Vegetable Stock

Anton Edelman's vegetable stock is easy to make and invaluable in the kitchen
By Anton Edelmann
Vegetable Stock
  • Rating:
  • Serves: 400ml
  • Cook Time: 25 minutes
  • Prep Time: 20 minutes
  • Effort: easy

Ingredients

Main

  • 2 tbsp olive oil
  • 25 g unsalted butter
  • 1 onion, or 2 shallots, finely chopped
  • 1 clove garlic, finely chopped
  • half a bulb of fennel, sliced
  • 1 medium leek, finely chopped
  • 30 g trimmings, finely chopped
  • 550 ml water
  • 2 sprigs tarragon, finely chopped
  • 2 sprigs coriander, finely chopped

Method

1. Heat the olive oil and butter together in a large saucepan over a low heat and gently fry the vegetables for 2-3 minutes, without letting them colour.

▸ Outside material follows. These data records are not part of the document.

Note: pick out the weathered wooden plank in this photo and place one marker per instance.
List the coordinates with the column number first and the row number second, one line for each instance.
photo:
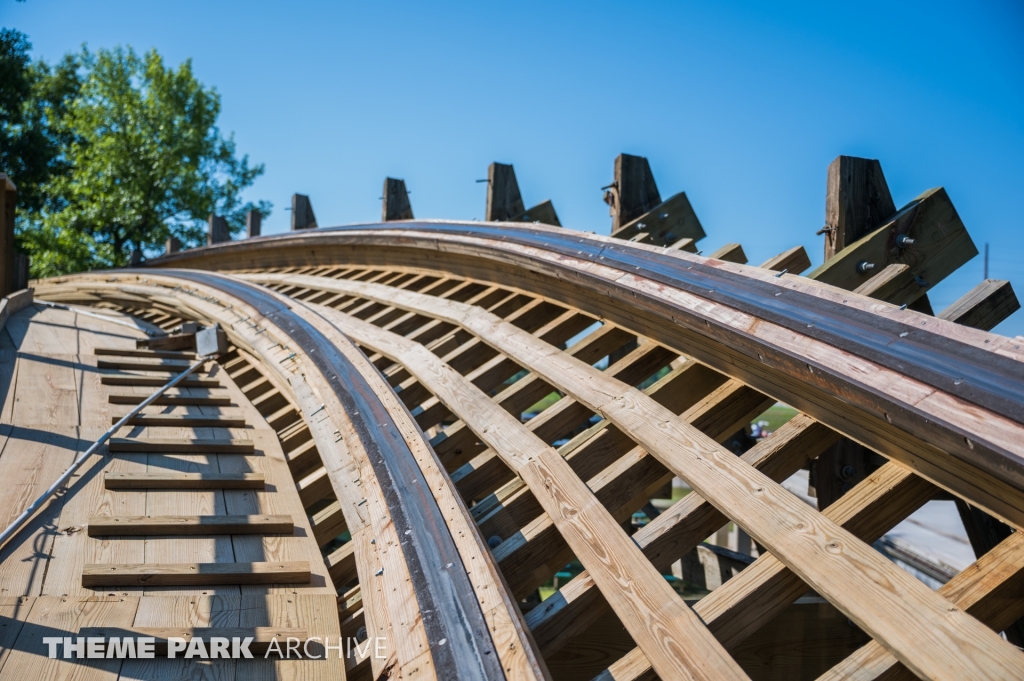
column 983, row 306
column 941, row 245
column 667, row 223
column 730, row 253
column 140, row 352
column 60, row 615
column 543, row 213
column 991, row 590
column 166, row 367
column 182, row 445
column 156, row 381
column 395, row 201
column 172, row 399
column 794, row 260
column 169, row 525
column 187, row 575
column 504, row 200
column 704, row 464
column 262, row 636
column 651, row 605
column 183, row 421
column 173, row 480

2. Add the water; bring to the boil and leave to simmer slowly for 15 minutes.

3. Add the chopped herbs and cook for a further 5 minutes.

4. Using a ladle, push the mixture through a strainer to remove the bits and pieces.

5. Use immediately or store in a plastic container until required. Vegetable stock can be frozen.